Sequence Search

Submission

The site allows searching of up to 50Kb DNA sequences against the Dfam. The source organism should be specified, so that the appropriate cut-offs should be used. At the moment, the search form is implemented such that sequences with from Human use the less stringent, gathering cut-offs, which are suited more for masking and allow some false positive detection of matches (thresholds are set to allow a false discovery rate of 0.1%). If the source organism is set to 'other', then the more stringent trusted cut-offs will be applied. These are set, such that there is an empirical false discovery rate of 0. This threshold provides the most accurate annotation. Alternative, a user defined E-value threshold can be defined, where 0 < E-value ≤ 0.1.

Running

The search consists of two parallel phases: tandem repeat identification with TRF and an nhmmer search with all Dfam models. TRF is run using the following parameters: '2 7 7 80 10 70 5'. By default, all nhmmer hits with score above model-specific gathering thresholds are shown, after removing redundant model hits (RPHs, cases in which multiple models match the same region of the submitted sequence; in such cases, shorter and lower scoring matches are discarded). Overall, this search can take up to approximately 1 minute depending on length and composition of the DNA sequence. Thus, after submission, a progress page is displayed. The results of the search will be loaded into this holding page, which is unique per job and can be bookmarked for future reference. Results will be held for as long as the release, or until disk usage requires that they are deleted. The search input parameters are available at the top of the page, by clicking on the search details link after the job identifier.

Results

The results are presented in two forms: a graphical representation and in a tabular form.

The hit graphic - The submitted sequence is represented by A grey bar, with dark grey boxes on the sequence bar representing TRF matches. Dfam hits to the plus strand are organized above the sequence bar, and hits to the minus strand are organized below the bar. The color of each Dfam hit bar depends on the entry type (DNA transposon, RNA retrotransposons, ncRNA, etc). When a Dfam hit bar is clicked, the page is scrolled to the row corresponding to that hit and the row highlighted.

Dfam Results table

Each row of the table represent as hit to a Dfam entry. The table contains the match score and E-value, positions in the respective model and sequence. This data can be downloaded via using the button found in the top right corner of the table header as a TSV file.

The alignment between the model and sequence can be obtained by expanding the row using the > symbol found at the beginning of each row.In the alignment, the model line presents the consensus sequence for aligned states in the model, colored according to the match line. The PP line represents the posterior probability, or degree of confidence in each aligned residue (for example, with '*' meaning highest confidence, and low numbers indicating low confidence), with corresponding grey scale coloration of the Query sequence.

TRF Results table

Each row in this table simple indicates the tandem repeat motif and the position of the repeat in the sequence. These results can be downloaded as a TSV file as indicated for the Dfam results.

Running searches locally

Due to hardware limitations, it is not possible to submit larger sequences to the web server. However, all of the software for running these searches is freely available for download, see the Tools for more details.


Retrieve Hits

It is possible to get a list of all Dfam hits within a 50kp range of dfamseq. To do so, enter the chromosome and the desired sequence range in base paris. It does not matter if the co-ordinates of the range are reversed, as both + and - strand matches will be returned for the range. Similar to the DNA sequence, it is possible to remove RPH. By default, this is always on. Searches can be further restricted, by entering a Dfam accession or identifier. This field is optional. If RPH removal is select and a Dfam accession is entered, only the hits belonging to that entry after all redundancy is removed will be displayed.

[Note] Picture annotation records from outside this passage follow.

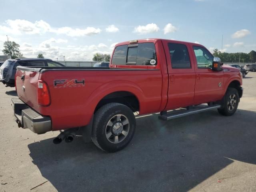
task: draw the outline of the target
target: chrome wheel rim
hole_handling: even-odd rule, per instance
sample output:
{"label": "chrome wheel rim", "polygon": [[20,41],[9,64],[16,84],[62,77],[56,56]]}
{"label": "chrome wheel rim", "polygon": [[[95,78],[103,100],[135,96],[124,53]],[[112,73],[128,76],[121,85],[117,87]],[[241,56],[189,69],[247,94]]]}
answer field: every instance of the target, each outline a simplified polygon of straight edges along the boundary
{"label": "chrome wheel rim", "polygon": [[237,99],[235,94],[231,94],[228,100],[228,109],[230,111],[233,111],[236,108]]}
{"label": "chrome wheel rim", "polygon": [[116,144],[126,137],[130,129],[130,122],[126,116],[118,114],[112,117],[106,126],[105,133],[108,140]]}

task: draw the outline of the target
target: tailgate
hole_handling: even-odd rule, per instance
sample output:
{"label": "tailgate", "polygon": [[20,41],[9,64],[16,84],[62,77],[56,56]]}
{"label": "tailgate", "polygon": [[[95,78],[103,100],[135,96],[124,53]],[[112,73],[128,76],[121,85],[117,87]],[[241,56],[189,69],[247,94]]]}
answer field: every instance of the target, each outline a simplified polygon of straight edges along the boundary
{"label": "tailgate", "polygon": [[16,84],[17,93],[24,102],[38,110],[37,83],[40,68],[30,68],[18,66],[16,72]]}

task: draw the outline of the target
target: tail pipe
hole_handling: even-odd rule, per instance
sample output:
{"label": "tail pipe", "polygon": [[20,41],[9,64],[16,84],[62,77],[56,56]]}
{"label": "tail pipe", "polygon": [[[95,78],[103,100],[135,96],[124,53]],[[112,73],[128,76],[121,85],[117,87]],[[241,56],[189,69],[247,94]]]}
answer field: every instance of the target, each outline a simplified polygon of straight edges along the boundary
{"label": "tail pipe", "polygon": [[62,132],[56,138],[53,140],[53,143],[54,144],[59,144],[66,137],[66,135],[64,133],[65,131]]}
{"label": "tail pipe", "polygon": [[65,140],[66,143],[72,142],[76,137],[76,132],[78,130],[77,128],[72,128],[62,132],[53,140],[53,143],[59,144],[64,140]]}

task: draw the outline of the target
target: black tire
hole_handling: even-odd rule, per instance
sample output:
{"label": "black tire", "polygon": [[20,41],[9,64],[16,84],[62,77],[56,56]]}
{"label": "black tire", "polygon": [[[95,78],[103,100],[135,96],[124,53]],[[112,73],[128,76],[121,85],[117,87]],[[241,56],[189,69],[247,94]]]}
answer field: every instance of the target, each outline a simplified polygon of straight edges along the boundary
{"label": "black tire", "polygon": [[[120,115],[121,116],[118,120]],[[126,119],[128,120],[128,126]],[[111,123],[112,126],[108,125]],[[118,124],[121,125],[115,126]],[[92,140],[102,150],[115,152],[124,148],[131,141],[134,134],[136,126],[135,117],[129,107],[118,103],[106,104],[99,109],[94,115]],[[116,129],[115,127],[117,128]],[[114,132],[118,129],[119,132]],[[126,133],[126,136],[123,134],[123,132],[125,132],[123,131],[125,130],[128,133]],[[108,137],[110,134],[112,135]],[[116,140],[116,136],[118,139]],[[116,143],[116,141],[120,142]]]}
{"label": "black tire", "polygon": [[218,110],[222,115],[231,116],[236,111],[239,101],[237,90],[234,88],[228,88],[223,98],[222,107],[218,109]]}

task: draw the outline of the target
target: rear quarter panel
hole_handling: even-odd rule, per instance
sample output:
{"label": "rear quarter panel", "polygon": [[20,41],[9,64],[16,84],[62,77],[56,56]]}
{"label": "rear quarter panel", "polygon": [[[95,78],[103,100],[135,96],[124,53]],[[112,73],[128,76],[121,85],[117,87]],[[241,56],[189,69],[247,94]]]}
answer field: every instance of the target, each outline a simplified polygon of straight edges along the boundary
{"label": "rear quarter panel", "polygon": [[[42,72],[40,79],[49,87],[51,104],[38,112],[50,116],[53,130],[88,124],[100,100],[116,91],[125,91],[139,100],[140,114],[159,111],[162,78],[159,70],[51,70]],[[54,86],[56,80],[84,79],[82,85]]]}

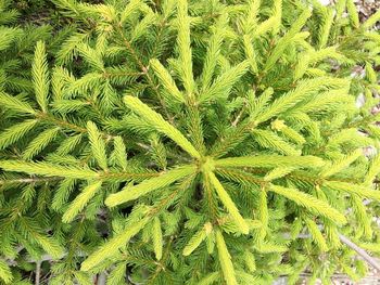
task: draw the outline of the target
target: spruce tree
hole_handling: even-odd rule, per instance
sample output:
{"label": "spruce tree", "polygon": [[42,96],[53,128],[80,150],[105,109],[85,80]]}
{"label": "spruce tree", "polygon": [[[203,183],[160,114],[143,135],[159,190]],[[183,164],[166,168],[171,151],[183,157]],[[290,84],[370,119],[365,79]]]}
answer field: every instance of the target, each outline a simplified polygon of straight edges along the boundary
{"label": "spruce tree", "polygon": [[377,265],[352,245],[380,251],[380,12],[54,0],[74,24],[36,42],[0,3],[1,282],[330,284]]}

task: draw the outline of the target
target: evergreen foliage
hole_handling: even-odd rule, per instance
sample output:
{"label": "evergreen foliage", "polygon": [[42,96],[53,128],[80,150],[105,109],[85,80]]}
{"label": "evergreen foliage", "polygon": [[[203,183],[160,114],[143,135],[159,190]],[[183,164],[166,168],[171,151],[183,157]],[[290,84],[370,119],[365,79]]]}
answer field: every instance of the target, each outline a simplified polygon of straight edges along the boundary
{"label": "evergreen foliage", "polygon": [[9,4],[0,283],[30,284],[41,262],[48,284],[366,274],[340,235],[380,252],[380,13],[53,0],[73,23],[58,31],[17,25]]}

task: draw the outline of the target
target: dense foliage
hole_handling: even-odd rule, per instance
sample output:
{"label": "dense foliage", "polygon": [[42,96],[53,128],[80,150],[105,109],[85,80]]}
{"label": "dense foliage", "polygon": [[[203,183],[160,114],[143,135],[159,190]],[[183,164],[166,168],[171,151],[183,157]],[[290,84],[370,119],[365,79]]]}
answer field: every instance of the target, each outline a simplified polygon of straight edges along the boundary
{"label": "dense foliage", "polygon": [[342,236],[380,252],[380,11],[23,3],[0,0],[0,283],[366,274]]}

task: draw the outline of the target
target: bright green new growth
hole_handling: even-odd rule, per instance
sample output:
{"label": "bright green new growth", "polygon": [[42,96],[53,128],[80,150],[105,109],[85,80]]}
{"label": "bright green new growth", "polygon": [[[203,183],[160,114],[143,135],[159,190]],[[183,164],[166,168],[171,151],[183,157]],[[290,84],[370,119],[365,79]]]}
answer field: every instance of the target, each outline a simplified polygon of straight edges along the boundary
{"label": "bright green new growth", "polygon": [[380,14],[232,2],[54,0],[53,41],[0,0],[0,282],[365,274],[340,236],[379,254]]}

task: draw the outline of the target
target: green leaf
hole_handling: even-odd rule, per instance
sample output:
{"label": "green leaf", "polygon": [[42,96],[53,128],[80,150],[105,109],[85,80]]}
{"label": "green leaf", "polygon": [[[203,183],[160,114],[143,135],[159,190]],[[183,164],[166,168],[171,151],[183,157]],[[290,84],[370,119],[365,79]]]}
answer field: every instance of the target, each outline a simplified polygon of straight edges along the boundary
{"label": "green leaf", "polygon": [[164,86],[167,94],[170,95],[174,100],[182,103],[183,95],[178,90],[176,82],[173,80],[170,74],[157,60],[151,60],[150,65],[152,66],[154,74],[159,77],[160,82]]}
{"label": "green leaf", "polygon": [[205,238],[206,238],[206,231],[204,230],[204,228],[202,228],[190,238],[189,243],[185,246],[182,250],[182,255],[183,256],[191,255],[191,252],[194,251]]}
{"label": "green leaf", "polygon": [[90,169],[60,166],[49,163],[27,163],[23,160],[0,160],[0,168],[7,171],[25,172],[45,177],[96,179],[99,174]]}
{"label": "green leaf", "polygon": [[322,186],[380,202],[380,191],[371,190],[367,186],[341,181],[325,181]]}
{"label": "green leaf", "polygon": [[11,96],[2,91],[0,91],[0,104],[2,107],[20,113],[36,114],[36,111],[34,111],[28,103],[17,99],[16,96]]}
{"label": "green leaf", "polygon": [[119,285],[125,281],[127,271],[127,262],[119,262],[109,274],[106,278],[107,285]]}
{"label": "green leaf", "polygon": [[102,140],[101,133],[98,130],[97,125],[92,121],[87,122],[88,137],[91,144],[91,150],[94,158],[97,159],[99,166],[103,169],[107,169],[107,160],[105,154],[105,143]]}
{"label": "green leaf", "polygon": [[123,168],[123,170],[127,170],[127,153],[124,141],[122,137],[114,138],[114,147],[115,147],[115,158],[117,164]]}
{"label": "green leaf", "polygon": [[326,167],[324,167],[322,171],[320,172],[320,176],[322,178],[331,177],[331,176],[342,171],[344,168],[349,167],[352,163],[354,163],[362,155],[363,155],[363,150],[358,148],[355,152],[353,152],[352,154],[343,157],[342,159],[333,161],[332,164],[329,164]]}
{"label": "green leaf", "polygon": [[319,249],[321,251],[327,251],[329,248],[326,244],[326,239],[324,235],[321,234],[320,230],[318,229],[318,225],[309,218],[305,219],[306,226],[308,229],[308,232],[312,234],[313,241],[317,244]]}
{"label": "green leaf", "polygon": [[118,233],[112,237],[109,242],[102,245],[98,250],[91,254],[83,263],[81,270],[89,271],[93,267],[98,265],[104,259],[112,257],[118,252],[118,249],[126,245],[131,237],[140,232],[140,230],[148,223],[149,218],[144,218],[139,222],[127,226],[122,233]]}
{"label": "green leaf", "polygon": [[324,216],[338,224],[345,224],[347,221],[343,213],[332,208],[329,204],[296,189],[282,187],[271,184],[269,191],[275,192],[295,204],[305,207],[320,216]]}
{"label": "green leaf", "polygon": [[250,231],[249,225],[246,224],[245,220],[243,217],[241,217],[237,206],[235,205],[233,200],[230,198],[226,190],[223,187],[221,183],[219,180],[215,177],[213,172],[207,172],[206,173],[210,177],[211,183],[214,185],[218,197],[220,198],[223,205],[227,208],[228,212],[232,216],[232,219],[237,226],[240,229],[240,231],[243,234],[248,234]]}
{"label": "green leaf", "polygon": [[7,262],[0,259],[0,278],[5,283],[10,284],[13,280],[12,271]]}
{"label": "green leaf", "polygon": [[168,124],[164,118],[151,109],[147,104],[142,103],[139,99],[126,95],[124,98],[125,104],[134,111],[136,114],[141,116],[147,122],[154,127],[157,131],[164,133],[173,141],[175,141],[183,151],[188,152],[191,156],[200,158],[200,153],[194,146],[185,138],[185,135]]}
{"label": "green leaf", "polygon": [[255,129],[252,131],[252,135],[254,140],[265,148],[269,148],[270,151],[284,155],[301,155],[300,150],[296,150],[294,145],[284,141],[273,131]]}
{"label": "green leaf", "polygon": [[0,150],[15,143],[27,134],[38,122],[36,119],[24,120],[21,124],[13,125],[1,132],[0,137]]}
{"label": "green leaf", "polygon": [[248,72],[249,66],[249,62],[244,61],[223,73],[208,89],[204,90],[201,101],[226,98],[233,85]]}
{"label": "green leaf", "polygon": [[216,167],[300,167],[319,168],[325,163],[316,156],[257,155],[228,157],[215,160]]}
{"label": "green leaf", "polygon": [[[1,167],[1,164],[0,164]],[[170,185],[177,180],[180,180],[195,171],[194,166],[182,166],[168,171],[156,178],[142,181],[140,184],[135,186],[127,185],[121,192],[111,194],[105,199],[105,205],[114,207],[128,200],[137,199],[138,197],[145,195],[154,190]]]}
{"label": "green leaf", "polygon": [[321,89],[339,89],[350,86],[347,79],[332,78],[332,77],[318,77],[314,79],[307,79],[300,81],[297,87],[286,94],[278,98],[271,105],[264,108],[259,115],[256,117],[256,121],[263,122],[271,117],[284,113],[290,109],[295,104],[305,101],[313,94]]}
{"label": "green leaf", "polygon": [[31,159],[39,154],[51,141],[53,141],[60,131],[60,128],[47,129],[39,133],[26,147],[23,153],[24,159]]}
{"label": "green leaf", "polygon": [[85,208],[86,204],[96,195],[101,187],[102,181],[96,181],[88,184],[81,193],[69,204],[68,209],[62,216],[62,221],[69,223]]}
{"label": "green leaf", "polygon": [[228,252],[225,238],[220,231],[216,232],[216,247],[218,249],[219,262],[223,271],[223,275],[227,285],[238,285],[236,280],[235,269],[231,261],[231,256]]}
{"label": "green leaf", "polygon": [[152,228],[152,239],[153,239],[153,248],[155,258],[161,260],[162,258],[162,248],[163,248],[163,238],[162,238],[162,229],[161,222],[157,217],[153,219],[153,228]]}
{"label": "green leaf", "polygon": [[182,82],[188,94],[192,94],[195,88],[192,75],[192,53],[190,41],[190,18],[188,16],[188,1],[177,1],[177,24],[178,37],[177,46],[179,51],[180,74]]}
{"label": "green leaf", "polygon": [[31,65],[33,83],[38,105],[42,112],[48,111],[49,96],[49,72],[45,43],[38,41],[35,51],[35,59]]}

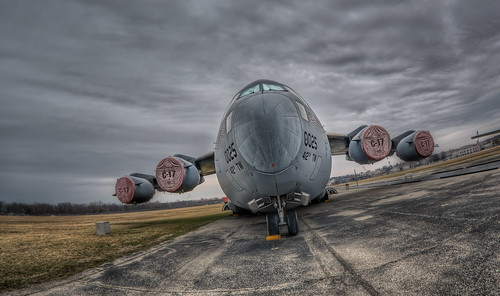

The results a presented in an identical manner to those in the DNA search results. Again, these results (Dfam hits and TRF) can be downloaded as a TSV file via the button in the top right to the table header.


Keyword Search

The keyword search box is found at the top of every page in Dfam, and is the same search as performed in the keyword tab, within the search section. The keyword search allows the user to quickly find entries via the Dfam identifier and accession. It also allows the searching of the textual data in the Dfam database.

The search currently covers the following sections of the database:

  • Dfam entry accession identifiers, description and comments
  • Synonyms and previous identifiers
  • Classification terms
  • Reference titles

The search is performed using the Apache Lucy search engine. Once a search has been performed, the results are displayed in a table below the keyword search interface, regardless of the entry point. The results are ordered according to the search engine scoring metric.

The total number of matches is reported in the top left corner of the results table.If the search term matches many entries, only the top 100 matches will be displayed.

Tips on keyword searches
  • Wild cards such as '*' are treated as characters, not wild cards.
  • Searches are case insensitive.
  • The union of hits are presented when multiple words enter. Boolean operators are not accepted.
  • Quoting phrases does not work.
  • Partial words or fragments will work, for example 'rotranspo' will match the word retrotransposon.